Iowa arson charges come in three degrees. Depending on the property that's at issue, the foreseeability of people being around, and whether a fire fighter dies, you could face misdemeanor or felony charges.
Arson in the First Degree
If one or more people can be reasonably anticipated to be present in or near the property you burn, you will be charged with first-degree arson. You will also be charged with first degree arson if a fire fighter dies.
If you are convicted of Iowa Arson in the First Degree, you are guilty of a Class B felony and will be sentenced to up to 25 years in prison.
Arson in the Second Degree
If no one can be reasonably expected to be in or near the property and the arson doesn't result in the death of a firefighter, then the crime is second-degree arson if it involves burning or blowing up:
- A building or a structure
- Real property of any kind
- Standing crops
- Personal property worth $750.01 or more
Second degree arson is a Class C felony. You could be sentenced to up to 10 years in prison.

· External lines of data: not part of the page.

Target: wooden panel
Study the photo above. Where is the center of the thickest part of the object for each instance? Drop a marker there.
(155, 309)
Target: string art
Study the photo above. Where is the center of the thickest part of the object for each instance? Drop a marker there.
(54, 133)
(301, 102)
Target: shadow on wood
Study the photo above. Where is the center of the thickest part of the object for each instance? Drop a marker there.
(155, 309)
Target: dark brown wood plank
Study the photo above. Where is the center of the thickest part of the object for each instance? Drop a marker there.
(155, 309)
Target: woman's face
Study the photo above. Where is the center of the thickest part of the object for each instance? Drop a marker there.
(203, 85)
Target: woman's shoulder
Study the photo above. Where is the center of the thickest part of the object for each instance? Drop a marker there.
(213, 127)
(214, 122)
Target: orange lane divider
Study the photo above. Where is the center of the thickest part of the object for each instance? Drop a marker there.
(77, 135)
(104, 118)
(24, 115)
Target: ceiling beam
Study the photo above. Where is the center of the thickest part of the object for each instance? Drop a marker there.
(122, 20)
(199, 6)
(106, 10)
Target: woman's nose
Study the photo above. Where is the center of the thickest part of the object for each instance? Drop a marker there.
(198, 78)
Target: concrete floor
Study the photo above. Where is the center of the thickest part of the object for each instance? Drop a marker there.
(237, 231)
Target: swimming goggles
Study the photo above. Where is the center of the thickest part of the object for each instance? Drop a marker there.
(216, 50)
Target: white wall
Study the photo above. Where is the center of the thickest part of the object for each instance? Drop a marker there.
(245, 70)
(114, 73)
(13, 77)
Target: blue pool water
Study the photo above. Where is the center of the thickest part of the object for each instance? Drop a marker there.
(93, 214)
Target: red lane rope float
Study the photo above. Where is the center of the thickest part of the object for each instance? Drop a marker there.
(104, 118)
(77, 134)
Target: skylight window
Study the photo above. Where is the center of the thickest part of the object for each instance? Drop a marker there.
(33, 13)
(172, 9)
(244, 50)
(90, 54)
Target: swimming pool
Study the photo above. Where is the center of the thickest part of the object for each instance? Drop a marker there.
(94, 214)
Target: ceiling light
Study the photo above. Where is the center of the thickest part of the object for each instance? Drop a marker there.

For second degree arson committed after July 15, 2020, the minimum fine is $1370 and the maximum fine is $13,660. Fines are subject to a 15% crime services surcharge.
For second degree arson offenses committed before July 15, 2020, fines are $1000-$10,000 and subject to a 35% criminal penalty surcharge.
Arson in the Third Degree
Any arson that isn't first degree or second degree is third degree arson. Third-degree arson is an aggravated misdemeanor. You could face up to 2 years in prison. For offenses committed after July 15, 2020, the minimum fine is $855 and the maximum fine is $8,540. Criminal fines are subject to a 15% crime services surcharge.
For offenses committed before July 15, 2020, fines are $625-$6250. Instead of the 15% crime services surcharge, there is a 35% criminal penalty surcharge.